Quel guardrail maledetto si è trasformato in un altare, un luogo in cui posare fori, fermarsi per una preghiera, per piangere in silenzio. Tra un “ciao fra” e un “ciao sister”, gli adolescenti che sabato sera hanno affollato le strade della movida, si trovano a vivere un “dopo” rispetto a una vita che non sarà mai più come era prima. A raccontarlo è Repubblica che insieme a quei ragazzi ha trascorso una serata intera.

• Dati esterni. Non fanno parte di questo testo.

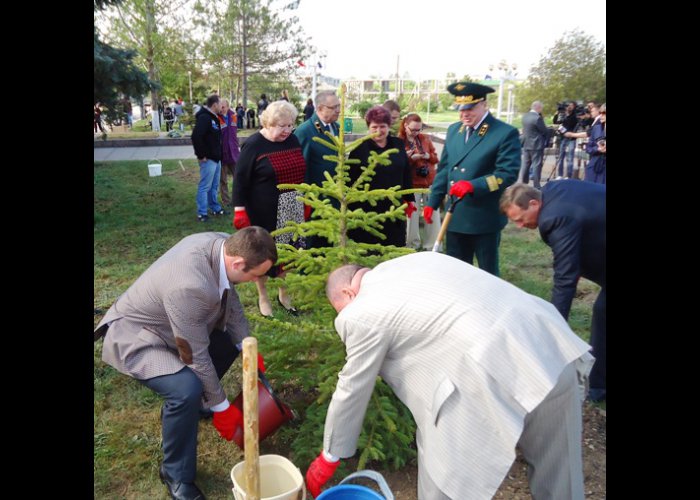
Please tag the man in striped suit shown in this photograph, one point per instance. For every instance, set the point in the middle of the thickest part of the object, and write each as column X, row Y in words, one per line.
column 177, row 330
column 482, row 365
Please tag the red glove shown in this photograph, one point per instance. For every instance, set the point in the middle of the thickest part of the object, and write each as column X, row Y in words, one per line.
column 410, row 208
column 428, row 214
column 460, row 188
column 318, row 474
column 226, row 421
column 241, row 219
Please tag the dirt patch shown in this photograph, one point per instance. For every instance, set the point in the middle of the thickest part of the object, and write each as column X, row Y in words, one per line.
column 403, row 483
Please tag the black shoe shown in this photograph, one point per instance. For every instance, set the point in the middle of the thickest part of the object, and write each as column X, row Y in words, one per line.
column 291, row 310
column 223, row 211
column 180, row 491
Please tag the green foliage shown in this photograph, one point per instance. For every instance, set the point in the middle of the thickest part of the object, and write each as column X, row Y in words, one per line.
column 251, row 45
column 136, row 219
column 389, row 429
column 334, row 221
column 573, row 69
column 115, row 73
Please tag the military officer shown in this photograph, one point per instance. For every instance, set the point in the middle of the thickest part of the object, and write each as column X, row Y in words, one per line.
column 324, row 119
column 481, row 158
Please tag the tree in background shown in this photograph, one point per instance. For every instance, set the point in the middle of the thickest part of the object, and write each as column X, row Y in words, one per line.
column 573, row 69
column 161, row 35
column 115, row 73
column 251, row 44
column 388, row 430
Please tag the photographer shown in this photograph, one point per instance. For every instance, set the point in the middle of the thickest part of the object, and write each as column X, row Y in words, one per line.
column 567, row 148
column 422, row 159
column 597, row 147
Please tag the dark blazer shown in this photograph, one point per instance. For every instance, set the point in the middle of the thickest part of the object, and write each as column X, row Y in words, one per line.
column 572, row 223
column 535, row 132
column 206, row 136
column 490, row 160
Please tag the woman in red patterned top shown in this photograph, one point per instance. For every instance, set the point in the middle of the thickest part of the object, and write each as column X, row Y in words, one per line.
column 270, row 157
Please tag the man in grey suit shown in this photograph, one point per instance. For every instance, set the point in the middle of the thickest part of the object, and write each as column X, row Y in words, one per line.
column 535, row 135
column 177, row 330
column 482, row 365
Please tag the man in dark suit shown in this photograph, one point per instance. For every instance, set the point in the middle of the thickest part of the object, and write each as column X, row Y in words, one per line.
column 177, row 330
column 571, row 218
column 324, row 119
column 535, row 134
column 481, row 157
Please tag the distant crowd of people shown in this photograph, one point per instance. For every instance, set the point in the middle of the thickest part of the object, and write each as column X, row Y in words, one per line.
column 482, row 365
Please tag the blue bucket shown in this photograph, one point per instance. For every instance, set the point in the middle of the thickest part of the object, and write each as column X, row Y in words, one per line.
column 357, row 492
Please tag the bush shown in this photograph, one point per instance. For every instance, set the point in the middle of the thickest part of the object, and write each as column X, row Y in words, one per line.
column 362, row 107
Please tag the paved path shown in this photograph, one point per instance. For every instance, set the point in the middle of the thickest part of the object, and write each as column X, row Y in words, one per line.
column 144, row 153
column 187, row 153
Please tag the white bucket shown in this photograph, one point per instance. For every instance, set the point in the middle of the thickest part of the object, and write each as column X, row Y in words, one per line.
column 154, row 169
column 280, row 479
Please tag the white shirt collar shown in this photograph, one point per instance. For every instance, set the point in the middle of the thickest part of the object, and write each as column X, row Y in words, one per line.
column 223, row 279
column 476, row 127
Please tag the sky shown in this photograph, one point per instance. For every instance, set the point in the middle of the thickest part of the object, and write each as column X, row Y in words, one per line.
column 361, row 38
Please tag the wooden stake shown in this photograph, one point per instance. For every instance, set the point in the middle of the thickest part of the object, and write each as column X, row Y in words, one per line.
column 250, row 417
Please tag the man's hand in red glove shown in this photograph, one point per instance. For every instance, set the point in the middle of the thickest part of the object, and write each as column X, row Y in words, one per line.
column 460, row 188
column 320, row 471
column 241, row 219
column 410, row 208
column 428, row 214
column 227, row 421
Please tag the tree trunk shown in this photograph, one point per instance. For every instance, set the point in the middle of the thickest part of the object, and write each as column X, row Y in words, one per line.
column 150, row 30
column 244, row 58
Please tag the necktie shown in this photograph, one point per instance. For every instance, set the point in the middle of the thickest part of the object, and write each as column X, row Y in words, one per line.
column 470, row 131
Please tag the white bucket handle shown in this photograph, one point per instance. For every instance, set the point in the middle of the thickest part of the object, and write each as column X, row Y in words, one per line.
column 376, row 477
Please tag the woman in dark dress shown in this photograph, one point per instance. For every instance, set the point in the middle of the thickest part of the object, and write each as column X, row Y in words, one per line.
column 397, row 174
column 270, row 157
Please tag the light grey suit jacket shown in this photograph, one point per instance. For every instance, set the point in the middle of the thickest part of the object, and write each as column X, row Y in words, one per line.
column 469, row 354
column 535, row 132
column 163, row 321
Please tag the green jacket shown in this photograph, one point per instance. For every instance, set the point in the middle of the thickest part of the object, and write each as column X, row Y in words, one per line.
column 490, row 160
column 313, row 151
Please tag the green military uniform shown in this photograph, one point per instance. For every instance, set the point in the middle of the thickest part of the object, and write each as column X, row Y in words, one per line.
column 490, row 160
column 313, row 151
column 315, row 164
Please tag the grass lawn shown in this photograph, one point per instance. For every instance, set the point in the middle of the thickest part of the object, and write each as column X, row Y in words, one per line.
column 136, row 219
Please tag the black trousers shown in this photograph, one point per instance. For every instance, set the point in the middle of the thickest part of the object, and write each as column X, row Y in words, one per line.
column 180, row 416
column 598, row 339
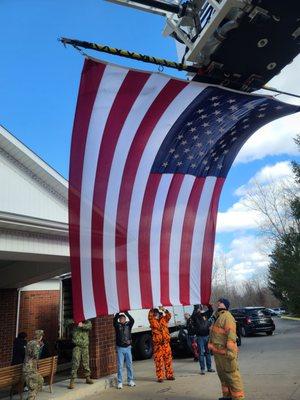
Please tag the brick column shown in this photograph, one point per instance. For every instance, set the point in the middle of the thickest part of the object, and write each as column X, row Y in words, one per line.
column 8, row 317
column 102, row 347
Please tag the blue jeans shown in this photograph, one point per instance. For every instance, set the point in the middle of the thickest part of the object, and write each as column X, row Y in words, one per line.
column 204, row 353
column 124, row 353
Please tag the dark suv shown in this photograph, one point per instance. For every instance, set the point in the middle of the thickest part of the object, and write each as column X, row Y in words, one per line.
column 253, row 320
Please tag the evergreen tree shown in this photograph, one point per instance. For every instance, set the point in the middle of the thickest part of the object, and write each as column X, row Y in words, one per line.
column 284, row 269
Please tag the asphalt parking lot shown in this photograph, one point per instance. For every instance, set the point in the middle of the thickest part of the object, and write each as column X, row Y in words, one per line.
column 270, row 366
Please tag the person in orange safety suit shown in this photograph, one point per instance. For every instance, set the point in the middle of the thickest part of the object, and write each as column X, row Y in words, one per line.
column 159, row 319
column 222, row 343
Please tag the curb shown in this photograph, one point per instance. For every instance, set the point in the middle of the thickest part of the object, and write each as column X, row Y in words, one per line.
column 291, row 318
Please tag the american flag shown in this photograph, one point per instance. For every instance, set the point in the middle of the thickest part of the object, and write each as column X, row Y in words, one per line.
column 149, row 157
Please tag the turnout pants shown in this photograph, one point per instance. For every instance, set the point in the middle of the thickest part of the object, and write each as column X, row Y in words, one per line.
column 230, row 377
column 163, row 360
column 80, row 354
column 34, row 382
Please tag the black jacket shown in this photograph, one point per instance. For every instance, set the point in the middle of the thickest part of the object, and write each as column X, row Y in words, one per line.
column 201, row 321
column 18, row 351
column 123, row 331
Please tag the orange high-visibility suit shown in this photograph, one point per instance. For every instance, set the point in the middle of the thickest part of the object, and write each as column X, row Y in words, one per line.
column 222, row 342
column 161, row 345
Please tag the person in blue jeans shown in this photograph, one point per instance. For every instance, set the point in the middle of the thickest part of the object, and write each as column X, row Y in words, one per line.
column 202, row 324
column 123, row 342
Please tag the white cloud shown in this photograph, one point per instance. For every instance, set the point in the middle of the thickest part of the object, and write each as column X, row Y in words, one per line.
column 270, row 174
column 245, row 259
column 276, row 138
column 239, row 216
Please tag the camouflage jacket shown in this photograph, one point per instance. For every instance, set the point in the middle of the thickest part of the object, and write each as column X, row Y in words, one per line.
column 80, row 334
column 32, row 353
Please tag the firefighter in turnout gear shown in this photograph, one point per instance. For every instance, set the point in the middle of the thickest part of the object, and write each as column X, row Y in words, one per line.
column 80, row 338
column 34, row 381
column 222, row 342
column 159, row 319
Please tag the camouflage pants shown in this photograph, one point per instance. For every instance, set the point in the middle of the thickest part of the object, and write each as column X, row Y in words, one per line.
column 230, row 377
column 80, row 354
column 34, row 382
column 163, row 360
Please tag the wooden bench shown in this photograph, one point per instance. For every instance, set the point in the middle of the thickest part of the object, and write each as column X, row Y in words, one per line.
column 12, row 376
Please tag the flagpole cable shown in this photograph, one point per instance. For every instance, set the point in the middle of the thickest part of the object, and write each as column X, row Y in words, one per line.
column 77, row 44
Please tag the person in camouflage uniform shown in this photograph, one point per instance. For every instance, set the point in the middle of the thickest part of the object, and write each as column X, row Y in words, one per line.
column 80, row 338
column 34, row 381
column 222, row 343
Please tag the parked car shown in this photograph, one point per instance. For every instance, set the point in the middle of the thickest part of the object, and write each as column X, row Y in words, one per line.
column 271, row 312
column 253, row 320
column 279, row 310
column 180, row 346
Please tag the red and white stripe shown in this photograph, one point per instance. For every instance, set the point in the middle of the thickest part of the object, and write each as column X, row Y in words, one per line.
column 137, row 239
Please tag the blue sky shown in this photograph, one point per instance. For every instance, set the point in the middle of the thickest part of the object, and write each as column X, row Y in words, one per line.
column 39, row 81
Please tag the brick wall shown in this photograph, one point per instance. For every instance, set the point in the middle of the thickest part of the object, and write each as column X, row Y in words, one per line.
column 8, row 314
column 39, row 309
column 102, row 347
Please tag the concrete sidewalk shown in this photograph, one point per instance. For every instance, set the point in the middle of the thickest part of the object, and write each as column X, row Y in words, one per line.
column 60, row 389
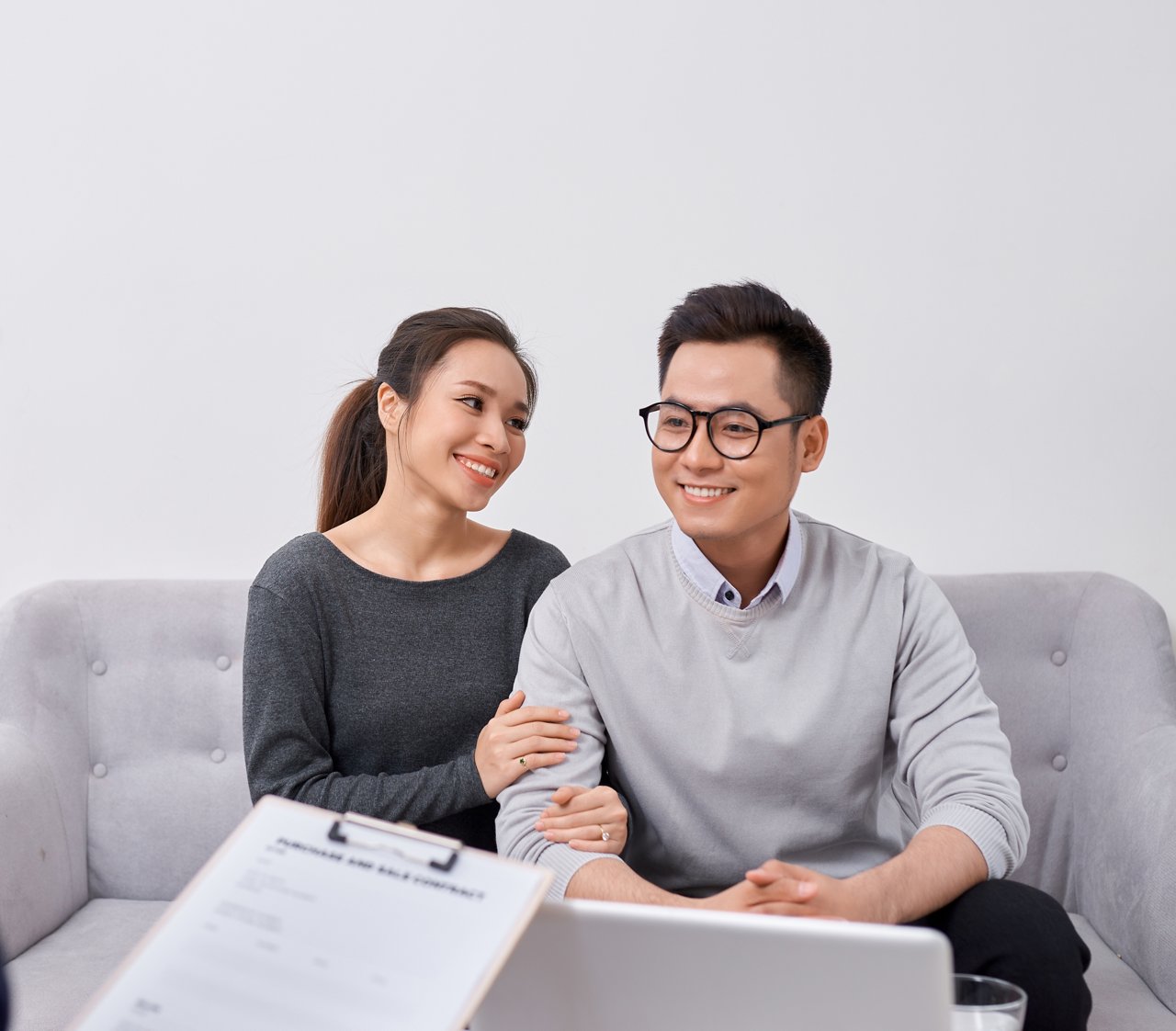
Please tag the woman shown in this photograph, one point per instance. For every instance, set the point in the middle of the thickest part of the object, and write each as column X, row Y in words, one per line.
column 380, row 651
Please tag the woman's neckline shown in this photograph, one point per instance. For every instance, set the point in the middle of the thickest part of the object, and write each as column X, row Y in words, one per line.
column 352, row 563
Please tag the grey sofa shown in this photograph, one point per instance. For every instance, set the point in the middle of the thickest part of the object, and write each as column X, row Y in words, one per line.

Una serata fatta di ricordi e di lacrime e di quel punto della strada che si è trasformato per sempre. Tre vite spezzate. Quella di Gaia e di Camilla che non ci sono più e quella di Pietro che a vent’anni da giorni non fa altro che piangere, disperato, consapevole di quel peso che gli starà sulla coscienza per tutta la vita.
“Non dovevano attraversare lì, mannaggia, perché l’hanno fatto, che cazzata, poveracce”. E Pietro? “Pagherà, è giusto, ma come faceva ad evitarle?“. Antonio: “È stata tutta una fatalità, loro fuori dalle strisce, lui che correva, oggi sono andato due volte al guardrail, qui in piazza ci conosciamo tutti, erano due brave ragazze, nulla sarà più come prima”.